そうかと言って、青年の謂う、上級国民としての、多大な優遇措置の恩恵も現在の僕にはなく、その旧皇族としての、誇り高い矜持も何も持たされていない。
マイノリティーの悪い部分と上級国民の悪い部分だけを一身に引き受けたように苦虫を噛み潰したように感じてしまった。
もう、これからはマイノリティーとしての振る舞いも世間は、許してはくれないだろうし、とどのつまり、僕自身は決まり切った、黄土色の敗者であることに変わりはない。

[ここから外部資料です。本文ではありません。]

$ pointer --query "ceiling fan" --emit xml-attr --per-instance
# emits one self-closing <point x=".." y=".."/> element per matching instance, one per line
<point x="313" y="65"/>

「僕が一番動揺しているよ。急にそんなこと、言われたって」
夕景に僕の中から逃げ出した影を慕いながら、それを淡々と言うしかなかった。
「父さんが僕を認知するかも分からないだろう。それに」
我が物顔で僕を罵っていた青年の表情は夕間暮れに少し、曇りかけた。
「話が本当ならば、僕は私生児だろう。母さんは父さんと結婚もしなかったし、所詮、国籍上は非嫡出子だよ。皇位継承とも関係がない」
大禍時、僕は彼に事実だけを平坦に説明した。
包み隠さず有りのままの事実だけを率直に言った。
「もちろん、遺伝上は父さんであることには変わりはないから、父さんが認知してくれたらまた形勢は変わるかもしれないけれど……。だからって、僕が報われるかは知らない」
項垂れた僕に青年は気でも変わったように優しくなった。
「そうだなあ。非嫡出子だったら関係ないもの。君、お父さんに会ったことある?」
僕はすぐさま、暮れなずむ、藍紫色で染め上げた、火点し頃に首を強く振った。
「そうか。会ったことがないんだ。宮崎から上京して、出生の秘密を知った感じ? そもそも、俺は知らなかったけど、宮崎県って、そういう初代天皇の神武天皇だとか、皇室発祥の地なんだって? で、君の苗字の銀鏡って、検索エンジンにかけたら、バリバリ、その紛れもない証拠なんだな。その逸話も信憑性に拍車をかけたんだ」
僕は頷くことしかできなかった。
「お前、本当に重すぎる、不運しか背負っていないな。高校には行けず、このまま、東京でその日暮らしって感じか?」
蚊が鳴くような声で僕はそうだ、君の言うとおりだ、と淡々と正確に答えた。